Today the media or financial experts didn’t tell us that the yield on the S&P 500 is 2%. The short-term rate that caused that inverted yield curve is 2%. The “media experts” didn’t mention that an asset that has a yield and that grows over time may be better suited to an investor seeking growing income in a long-term retirement. The “media experts” told you the market will go down and that we will have a bear market because of that one number. The “media experts” didn’t tell you there are short term inverted yield curves that go away as quickly as they come, that it is the sustained inverted yield curves that are worrisome. The “media experts” didn’t remind you that a recession doesn’t always equal a bear market. The “media experts” also didn’t remind you that ups and downs, and even bear markets are all part of normal market behavior. And the “media experts” didn’t point out that what you own or invest in should be determined by your plan.

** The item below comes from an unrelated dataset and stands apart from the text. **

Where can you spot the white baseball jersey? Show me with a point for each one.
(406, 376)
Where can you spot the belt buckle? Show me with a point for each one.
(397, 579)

The media, like Chicken Little with a sponsorship vest, tells you “The Sky is Falling, The Sky is Falling….” React. Tune In. React. Tune In. React. Tune In. Like a nonstop fire alarm in elementary school without reassuring teachers telling you this is a drill. This is normal.
The media colors every financial broadcast with the fear of 2008 to 2009. The Bear Market of '08-09' was the scariest one modern investors have experienced. This decline was deep. The decline was long. Clients, almost daily, express their fear of the time to recover, even though many of them recovered from that bear market like every other one in their long investing lifetimes. (We think this may be because life is getting noisier and noisier.) None of us knows when that final bell saying school is out is going to ring. We could be looking at 40 days or 40 years of class time. But we do know history. And a complete study of history is very reassuring.
At the high in 2007, the Dow was 14,000. At the low on March 9, 2009 it finished at 6500. Today it is 25,450. Almost double where it was in 2007. And if your plan provided for your needs in the last 12 years, why can’t you go thru the ups and DOWNS again? Because the Rules of the Financial Classroom say it will go up and down all the rest of your life. The rules say timing will not work. Ever. Or another way to state that rule is Timing Never Works.
As financial planners, we are paid to create your financial plan, including an investment plan, and to monitor and adjust when your life changes! Not when the “media experts” get noisy. We are paid based on the value of your investment portfolio, knowing your portfolio will go up and down. (Our compensation declines when your portfolio drops but we wouldn’t be earning our keep if we told you to waiver from your plan just because of a dip in the market. Our calling as your financial educators and planners is to keep you focused on your plan and reaching for your goals and dreams.)
P.S. I don’t listen to Dr. Apple anymore. I do use my watch to listen to music. I don’t suggest you quit watching television, but I would say watching reruns of Andy Griffith, Leave it to Beaver or Boy Meets World may give you more useful information. Miss Crump, Mrs. Landers, and Mr. Feeney were very good teachers.